В пятницу утром, во время завтрака, приехали гости: столичный адвокат и художник. Они сели за отдельный стол, вместе с Альмой и Пиа, и съели чудесный фруктовый салат, который я тут пробовал в предпоследний раз. Адвокат и художник напоминали, по сути, двух художников – их роднили взгляды на искусство и образ жизни. Все у них было длинное и изящное – фигуры, лица и пальцы рук; все, кроме глаз. (Круглые шарики, наивные и простодушные, как у трехлетних детей, они притягивали к себе не только людей, но и животных, растения, даже предметы. Так, по крайней мере, мне казалось.) Возможно ли объяснить чудо, скрытое в существе, у которого утонченность каждого сустава говорила о темно-алмазном закате уходящей эпохи, а его глаза – о начале другой эпохи, о ее предстоящем наступлении?

Я ощущал, как группка, образованная Альмой, Пиа, адвокатом и художником, напоминает мне общество посвященных… Двое мужчин приехали, чтобы повидать свою сподвижницу. Если бы я мог слышать их разговор, перевести его и пересказать коллегам по институту или вообще людям их круга, то непременно бы установил, что меня не воспринимают: вот как – утонченное существо с детскими глазами привлекает каждого встречного, но когда заговорит, мир не понимает его.
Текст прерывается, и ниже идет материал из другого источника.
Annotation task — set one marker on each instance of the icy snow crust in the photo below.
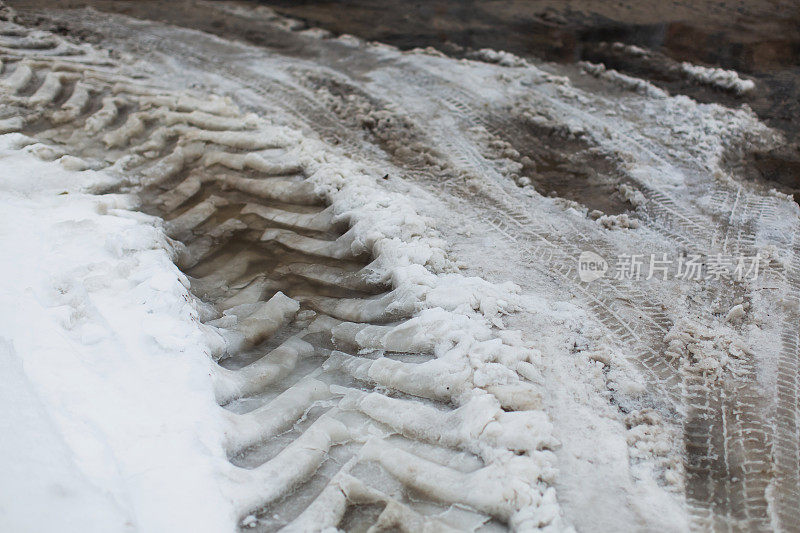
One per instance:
(603, 412)
(478, 369)
(109, 421)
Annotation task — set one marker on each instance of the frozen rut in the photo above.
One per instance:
(353, 402)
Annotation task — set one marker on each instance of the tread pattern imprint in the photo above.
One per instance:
(350, 401)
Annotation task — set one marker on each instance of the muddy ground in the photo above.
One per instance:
(760, 39)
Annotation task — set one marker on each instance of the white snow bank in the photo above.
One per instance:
(727, 80)
(108, 418)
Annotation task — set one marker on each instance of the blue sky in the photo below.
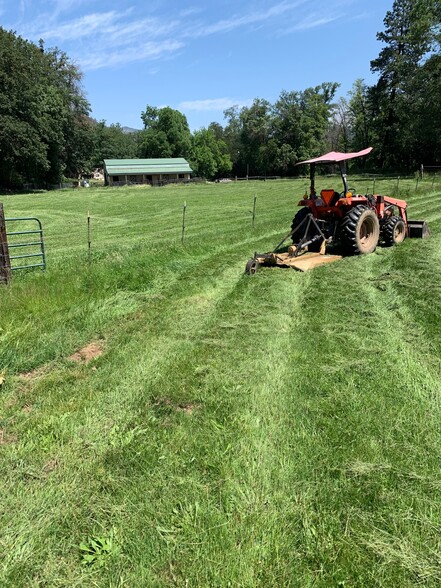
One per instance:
(201, 57)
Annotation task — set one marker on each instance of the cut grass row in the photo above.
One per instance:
(281, 429)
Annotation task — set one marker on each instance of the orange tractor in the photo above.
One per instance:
(351, 223)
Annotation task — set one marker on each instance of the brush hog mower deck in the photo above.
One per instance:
(349, 223)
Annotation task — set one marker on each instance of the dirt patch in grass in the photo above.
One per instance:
(88, 352)
(33, 374)
(6, 438)
(167, 405)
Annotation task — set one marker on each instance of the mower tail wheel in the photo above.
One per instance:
(299, 234)
(393, 231)
(252, 267)
(360, 230)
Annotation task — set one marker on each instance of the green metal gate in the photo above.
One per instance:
(25, 242)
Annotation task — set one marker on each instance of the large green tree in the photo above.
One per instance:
(210, 158)
(44, 125)
(409, 36)
(166, 133)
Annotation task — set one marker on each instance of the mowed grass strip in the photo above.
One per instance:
(273, 430)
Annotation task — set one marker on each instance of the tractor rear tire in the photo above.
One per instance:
(360, 230)
(296, 221)
(393, 231)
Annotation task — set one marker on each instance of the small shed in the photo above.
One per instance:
(118, 172)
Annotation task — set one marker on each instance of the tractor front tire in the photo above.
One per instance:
(393, 231)
(360, 230)
(296, 222)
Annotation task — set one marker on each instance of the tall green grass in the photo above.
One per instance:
(274, 430)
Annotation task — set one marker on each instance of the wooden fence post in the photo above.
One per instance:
(5, 262)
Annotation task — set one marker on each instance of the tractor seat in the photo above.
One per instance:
(329, 197)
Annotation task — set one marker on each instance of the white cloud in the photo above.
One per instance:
(311, 22)
(147, 51)
(227, 25)
(115, 37)
(216, 104)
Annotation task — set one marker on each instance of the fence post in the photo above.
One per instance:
(88, 236)
(5, 262)
(183, 221)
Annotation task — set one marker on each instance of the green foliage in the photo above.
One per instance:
(166, 133)
(44, 130)
(399, 102)
(97, 551)
(210, 158)
(112, 142)
(275, 430)
(268, 139)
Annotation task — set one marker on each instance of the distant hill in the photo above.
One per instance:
(128, 130)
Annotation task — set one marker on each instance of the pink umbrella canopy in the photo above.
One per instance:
(336, 156)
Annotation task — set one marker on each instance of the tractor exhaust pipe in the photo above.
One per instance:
(418, 229)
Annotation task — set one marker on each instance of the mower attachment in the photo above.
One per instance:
(418, 229)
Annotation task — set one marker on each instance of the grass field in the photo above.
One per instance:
(166, 420)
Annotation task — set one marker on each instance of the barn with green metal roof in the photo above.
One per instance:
(118, 172)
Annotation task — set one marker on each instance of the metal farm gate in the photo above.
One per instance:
(21, 244)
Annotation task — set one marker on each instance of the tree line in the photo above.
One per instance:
(47, 134)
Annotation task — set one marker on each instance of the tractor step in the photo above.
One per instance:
(418, 229)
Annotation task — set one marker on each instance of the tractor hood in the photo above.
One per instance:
(335, 157)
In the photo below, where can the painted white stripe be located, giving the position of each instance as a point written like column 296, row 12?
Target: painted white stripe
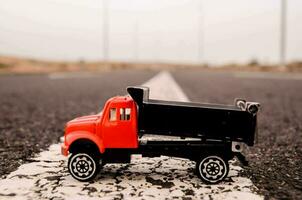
column 67, row 75
column 268, row 75
column 145, row 178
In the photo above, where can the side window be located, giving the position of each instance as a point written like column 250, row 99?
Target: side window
column 125, row 114
column 112, row 114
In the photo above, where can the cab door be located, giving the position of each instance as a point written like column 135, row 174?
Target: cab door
column 120, row 130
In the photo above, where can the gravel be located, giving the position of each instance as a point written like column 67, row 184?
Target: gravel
column 275, row 161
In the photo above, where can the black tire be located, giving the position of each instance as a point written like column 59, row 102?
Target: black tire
column 83, row 166
column 212, row 169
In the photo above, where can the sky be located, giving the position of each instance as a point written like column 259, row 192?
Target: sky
column 183, row 31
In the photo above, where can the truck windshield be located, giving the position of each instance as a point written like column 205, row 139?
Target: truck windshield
column 125, row 114
column 112, row 114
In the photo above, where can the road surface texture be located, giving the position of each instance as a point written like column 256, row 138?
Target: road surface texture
column 275, row 162
column 33, row 110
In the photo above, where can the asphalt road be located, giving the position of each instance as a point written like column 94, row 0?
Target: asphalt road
column 33, row 110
– Не кажется ли тебе, Скотт, – сказал я гомеопату (он перестал есть, чтобы рассмотреть гостей), – что прекрасное всегда начинается с групп посвященных?

– Известное дело. Но они быстро исчезают или быстро развиваются. А их развитие тоже смертоносно для них.

– Всегда?

– Да. Чтобы развиться, они вынуждены говорить на популярном языке, т.е. элементарно. Элементарность выравнивает все, в конце всегда остается одно и то же.

Неожиданно для себя самого я обиделся.

– Не надо недооценивать эти вещи, Скотт. Ну, а если где-нибудь существует группа людей, которая делает свое дело тысячу лет? Вот ты говоришь, выравнивание повторяется. Но даже в самые прозаические моменты и в самых прозаических местах ощущение чьего-то далекого присутствия, наполняющего другим смыслом всю жизнь, не покидает меня. Ты не допускаешь, что оно человеческое?

Однако Скотт не пожелал вести этот разговор. Дружески похлопал меня по руке и принялся за завтрак.

Я продолжал наблюдать за адвокатом и художником: каждый попавший сюда человек принадлежал к тем, кто качается между двумя почти одинаковыми фразами, отброшенными на противоположные полюсы земли, посредством одного-единственного «нет» – «прекрасные и таинственные слова – иллюзия» и «прекрасные и таинственные слова – не иллюзия».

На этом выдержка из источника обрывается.